1) La direction générale Relations collectives de travail dispose de données statistiques concernant la publication des arrêtés royaux rendant obligatoires les CCT sectorielles depuis l’année 1997. Depuis 1997, 17 706 CCT sectorielles ont été conclues, pour lesquelles l’extension de la force obligatoire par arrêté royal a été demandée. De ces 17 706, 16 650 ont été publiées au Moniteur belge, soit 94 %.

2) Des 1 156 conventions restantes, 1 042 sont des CCT conclues en 2017. Ces 1 042 CCT se trouvent dans différentes phases du processus : en attente de publication imminente au Moniteur belge (c'est-à-dire avec arrêté royal signé, épreuve du Moniteur belge corrigée) ; à la cellule stratégique en attente de signature ; complètement prêtes (en attente d’être envoyées à la cellule stratégique) ; en train d’être dactylographiées et attendent un avis juridique; en procédure d’erreur matérielle (erreurs de concordance des langues dans le texte déposé) ; elles ont reçu un avis juridique négatif (illégalité manifeste) ; en attente de traitement dactylographique (pour la mise en forme sous arrêté royal) et en contrôle de concordance des langues et légistique formelle. Pour cette dernière catégorie, il s’agit de conventions conclues lors des mois d’octobre à décembre 2017 et enregistrées récemment.

3) Pour ce qui est des 442 conventions conclues en 2017 déjà publiées, le délai moyen entre conclusion et publication effective au Moniteur belge est à ce jour de 166 jours calendrier, soit moins des six mois auxquels notre SPF s’était engagé à tendre dans le contrat d’administration. Ce chiffre va bien sûr évoluer avec la publication des conventions restantes mais le but est de stabiliser ce chiffre autour des 182 jours (soit six mois).

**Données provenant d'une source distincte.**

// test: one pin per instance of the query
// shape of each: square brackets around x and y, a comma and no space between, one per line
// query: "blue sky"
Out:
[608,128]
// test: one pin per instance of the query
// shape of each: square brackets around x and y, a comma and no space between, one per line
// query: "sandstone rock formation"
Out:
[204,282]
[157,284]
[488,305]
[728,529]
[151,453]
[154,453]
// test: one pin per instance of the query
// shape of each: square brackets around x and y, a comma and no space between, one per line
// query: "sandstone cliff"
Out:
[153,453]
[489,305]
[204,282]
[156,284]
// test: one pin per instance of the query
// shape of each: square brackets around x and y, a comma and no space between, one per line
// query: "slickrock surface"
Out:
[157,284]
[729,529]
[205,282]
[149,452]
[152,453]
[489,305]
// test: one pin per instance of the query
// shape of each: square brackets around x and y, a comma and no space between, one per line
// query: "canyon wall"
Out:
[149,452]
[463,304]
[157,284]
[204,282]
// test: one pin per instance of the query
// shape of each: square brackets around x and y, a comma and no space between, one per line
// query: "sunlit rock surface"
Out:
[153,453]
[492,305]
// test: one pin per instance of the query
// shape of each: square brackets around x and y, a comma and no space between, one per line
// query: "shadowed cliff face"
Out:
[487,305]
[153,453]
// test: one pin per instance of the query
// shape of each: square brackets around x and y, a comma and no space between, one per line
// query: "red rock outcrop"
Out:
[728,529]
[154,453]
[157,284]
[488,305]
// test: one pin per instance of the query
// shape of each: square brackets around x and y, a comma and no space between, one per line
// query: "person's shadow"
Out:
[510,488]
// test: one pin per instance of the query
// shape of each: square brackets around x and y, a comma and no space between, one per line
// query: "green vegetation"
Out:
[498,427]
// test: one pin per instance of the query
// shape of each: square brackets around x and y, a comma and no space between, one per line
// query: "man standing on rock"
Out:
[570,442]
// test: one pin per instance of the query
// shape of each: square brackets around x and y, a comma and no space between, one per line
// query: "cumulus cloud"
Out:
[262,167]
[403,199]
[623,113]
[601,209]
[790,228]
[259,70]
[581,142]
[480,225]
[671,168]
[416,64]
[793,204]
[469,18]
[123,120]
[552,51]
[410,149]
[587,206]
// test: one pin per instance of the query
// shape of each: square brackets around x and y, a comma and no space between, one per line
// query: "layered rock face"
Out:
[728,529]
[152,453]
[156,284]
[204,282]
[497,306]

4) Les statistiques montrent que le temps de publication moyen d’une convention baisse d’année en année. Dans ce but, l’administration exploite au maximum les moyens techniques dont elle dispose et envisage à l’avenir la création d’un portail numérique de réception, stockage et traitement des conventions qui permettrait encore de réduire le temps de traitement des dossiers par l’administration. Dans cette perspective, une déconstruction et analyse approfondies des processus ont été réalisées afin d’anticiper ces évolutions et de gommer les tâches devenues inutiles ou surnuméraires.